Internal Exclusion

There is no lack of evidence to support the proposition that the duopoly parties systematically exclude third party interests from everyday political discourse and activity, while framing this disenfranchisement as a triumph of democracy and non-partisan law-making. As Douglas Schoen recently wrote in a piece on the potential for third party activism on the conservative right: "the two major parties, who appear to disagree on virtually everything, agree on the need to keep any alternatives off of the ballot." However, it should also be noted that such exclusionary policies and practices are not confined to eliminating external threats to the order of the duopoly. Two-party discipline also necessitates what we may call internal exclusions, which maintain the 'integrity' (and I use this term loosely) of the established structure of power.

This is especially clear in the case of Massachusetts. The stated goal of the Patriot Initiative blog, for instance, is "to restore a two party system in Massachusetts and beyond," which, of course, means the resurrection of the Republican Party in liberal New England. Aside from the fact that such endeavors are greeted with opposition from Republicans nationally, who are loath to placate so-called RINOS (i.e. Republicans-in-name-only, see, for instance, the reception of Rockefeller Republican's prescriptions by the folks at RedState), there are in addition entrenched local and state interests which do not appreciate any encroachments onto their own turf. Sam Adams at the Patriot Initiative writes of the MA Republican Party:
The ineptitude of this party's leadership, from the entrenched State Committee members who treat their positions as an exclusive social club designed to keep people OUT, instead on bringing people IN, to the local party Chairs who have seen their active members dwindle to the point of some clubs not even meeting or disbanding, is KILLING any chance for growth in our ranks.

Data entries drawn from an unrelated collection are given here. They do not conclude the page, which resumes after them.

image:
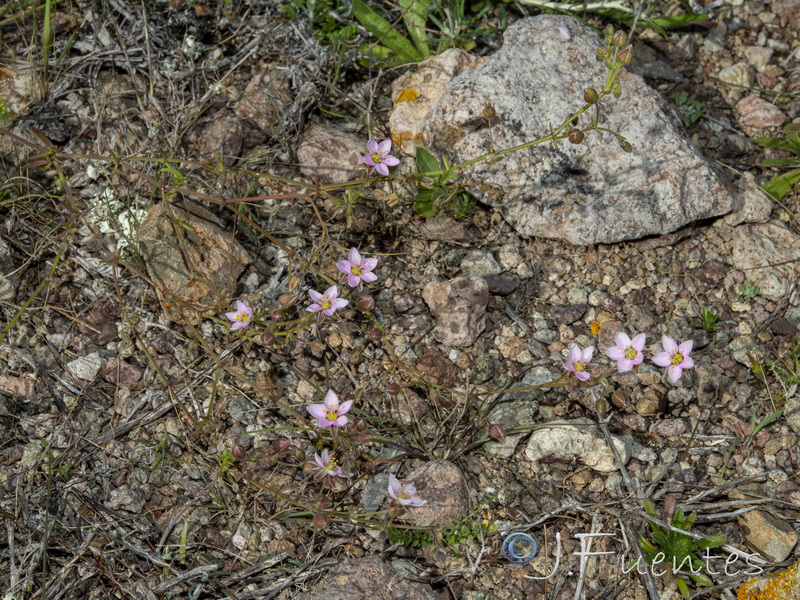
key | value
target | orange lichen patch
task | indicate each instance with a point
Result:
(407, 96)
(783, 585)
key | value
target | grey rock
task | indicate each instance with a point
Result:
(367, 578)
(509, 415)
(86, 367)
(317, 162)
(566, 315)
(770, 255)
(750, 205)
(588, 193)
(459, 307)
(577, 439)
(443, 487)
(479, 262)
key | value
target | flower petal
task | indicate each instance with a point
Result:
(615, 353)
(624, 364)
(622, 340)
(662, 359)
(639, 341)
(317, 411)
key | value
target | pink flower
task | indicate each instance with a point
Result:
(578, 361)
(356, 269)
(328, 467)
(675, 357)
(406, 494)
(627, 353)
(378, 156)
(328, 303)
(241, 318)
(330, 413)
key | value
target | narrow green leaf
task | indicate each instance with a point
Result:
(778, 187)
(426, 162)
(415, 12)
(382, 29)
(776, 143)
(779, 162)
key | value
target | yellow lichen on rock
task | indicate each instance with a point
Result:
(783, 585)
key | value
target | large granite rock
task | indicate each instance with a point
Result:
(588, 193)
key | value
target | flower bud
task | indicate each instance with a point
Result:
(576, 136)
(625, 56)
(497, 432)
(365, 303)
(287, 299)
(321, 521)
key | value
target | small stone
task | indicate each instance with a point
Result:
(438, 368)
(17, 386)
(579, 440)
(769, 535)
(442, 485)
(754, 112)
(319, 163)
(566, 315)
(459, 307)
(86, 367)
(478, 263)
(121, 373)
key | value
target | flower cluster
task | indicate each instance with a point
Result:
(629, 354)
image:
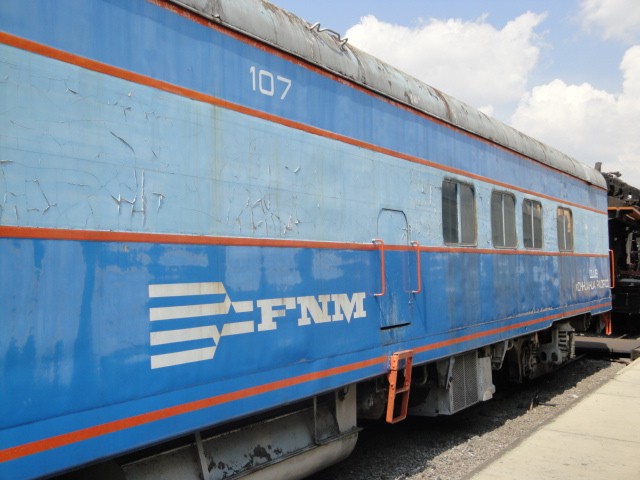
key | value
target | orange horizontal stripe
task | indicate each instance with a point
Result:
(134, 237)
(14, 453)
(69, 438)
(127, 75)
(309, 65)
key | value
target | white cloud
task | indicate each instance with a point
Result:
(471, 60)
(589, 124)
(615, 19)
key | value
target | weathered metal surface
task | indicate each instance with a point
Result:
(618, 347)
(277, 27)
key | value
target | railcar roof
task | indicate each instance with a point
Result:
(324, 48)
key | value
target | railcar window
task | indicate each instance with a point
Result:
(532, 223)
(503, 219)
(458, 213)
(565, 230)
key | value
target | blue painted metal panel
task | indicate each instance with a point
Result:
(84, 321)
(127, 36)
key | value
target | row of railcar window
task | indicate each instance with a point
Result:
(459, 226)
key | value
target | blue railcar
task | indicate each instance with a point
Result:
(228, 229)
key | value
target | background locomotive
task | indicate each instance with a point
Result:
(226, 234)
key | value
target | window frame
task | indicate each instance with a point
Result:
(535, 245)
(462, 229)
(567, 229)
(507, 222)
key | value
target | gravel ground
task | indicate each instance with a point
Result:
(450, 448)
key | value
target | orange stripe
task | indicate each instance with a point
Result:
(38, 446)
(127, 75)
(134, 237)
(281, 53)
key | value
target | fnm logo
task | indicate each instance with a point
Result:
(310, 310)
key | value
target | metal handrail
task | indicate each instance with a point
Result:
(379, 242)
(417, 245)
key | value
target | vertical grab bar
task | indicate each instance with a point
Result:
(417, 245)
(379, 242)
(612, 265)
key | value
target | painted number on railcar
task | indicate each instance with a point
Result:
(185, 304)
(269, 84)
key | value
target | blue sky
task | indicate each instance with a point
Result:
(564, 71)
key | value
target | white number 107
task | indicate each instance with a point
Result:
(267, 84)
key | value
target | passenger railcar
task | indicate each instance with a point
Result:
(226, 229)
(624, 241)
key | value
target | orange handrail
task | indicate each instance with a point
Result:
(394, 389)
(612, 261)
(382, 272)
(417, 245)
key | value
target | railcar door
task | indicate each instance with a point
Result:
(399, 269)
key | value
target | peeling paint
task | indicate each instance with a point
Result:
(161, 197)
(49, 204)
(123, 141)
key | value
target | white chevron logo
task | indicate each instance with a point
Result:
(311, 310)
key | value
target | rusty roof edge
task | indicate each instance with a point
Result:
(263, 21)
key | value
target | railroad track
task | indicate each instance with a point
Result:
(453, 447)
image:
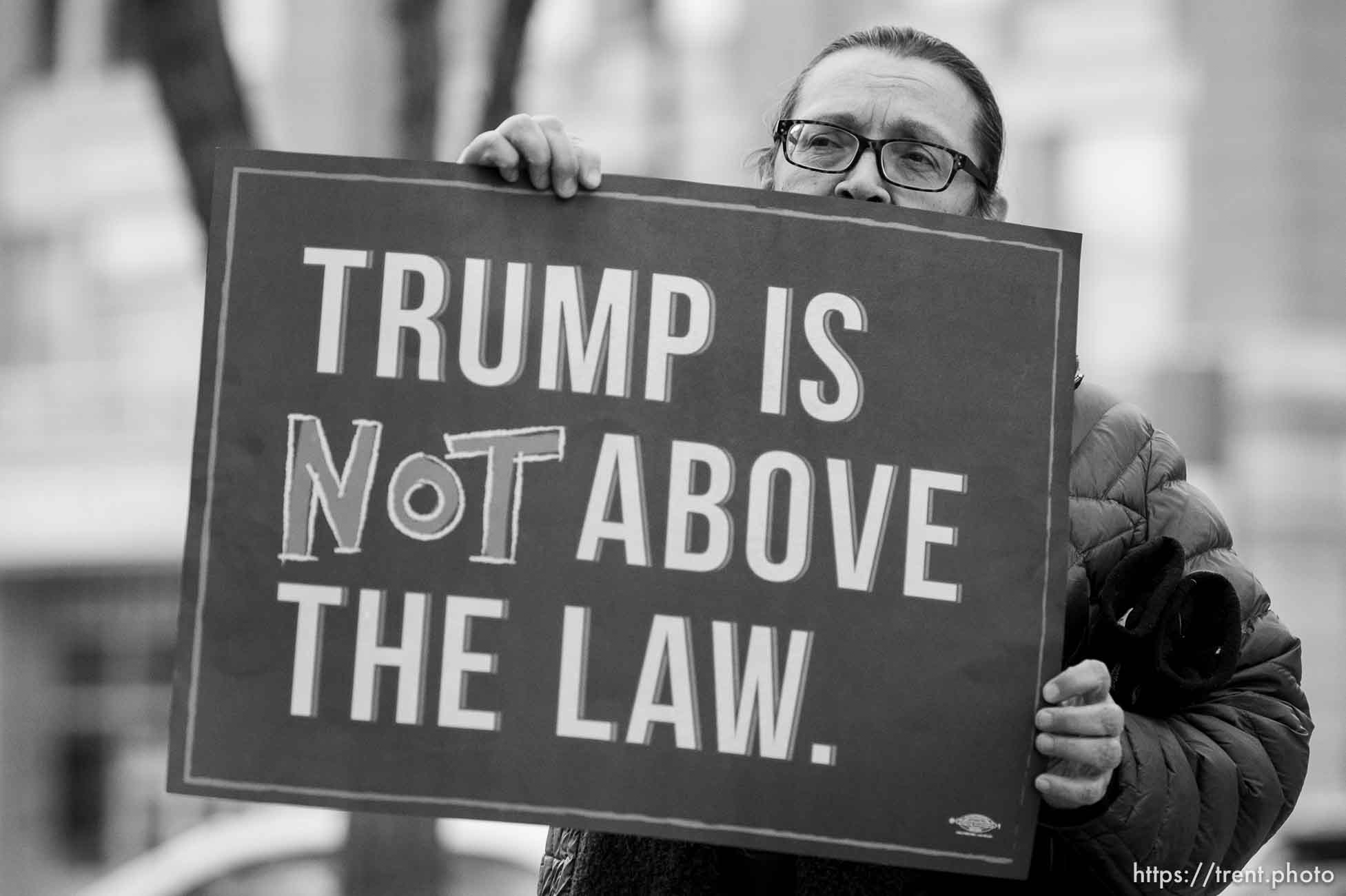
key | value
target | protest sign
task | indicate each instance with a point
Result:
(680, 510)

A case in point is supplied by Bobby Constantino at The Dot, who launched a long-shot Republican campaign in MA to unseat an incumbent House Democrat in 2006, and recognizes it now as a dreadful error:
I had no idea what I was getting into. My friends and former colleagues distanced themselves from me. People I didn't know avoided me. Even the people in the State Republican Party treated me like a plague, looking at me like I was from Mars when I talked about the things I had seen in Roxbury. I thought I was being bold and brave and doing something meaningful when I decided to run. Instead, I now know that I put my career on the line for, well, nothing. (Emphasis added.)
The two party system maintains and reproduces itself by means of external exclusions possible only on the basis of the bipartisan front, as well as internal exclusions which consolidate the power of party elites via the discipline of the good old boys and girls clubs.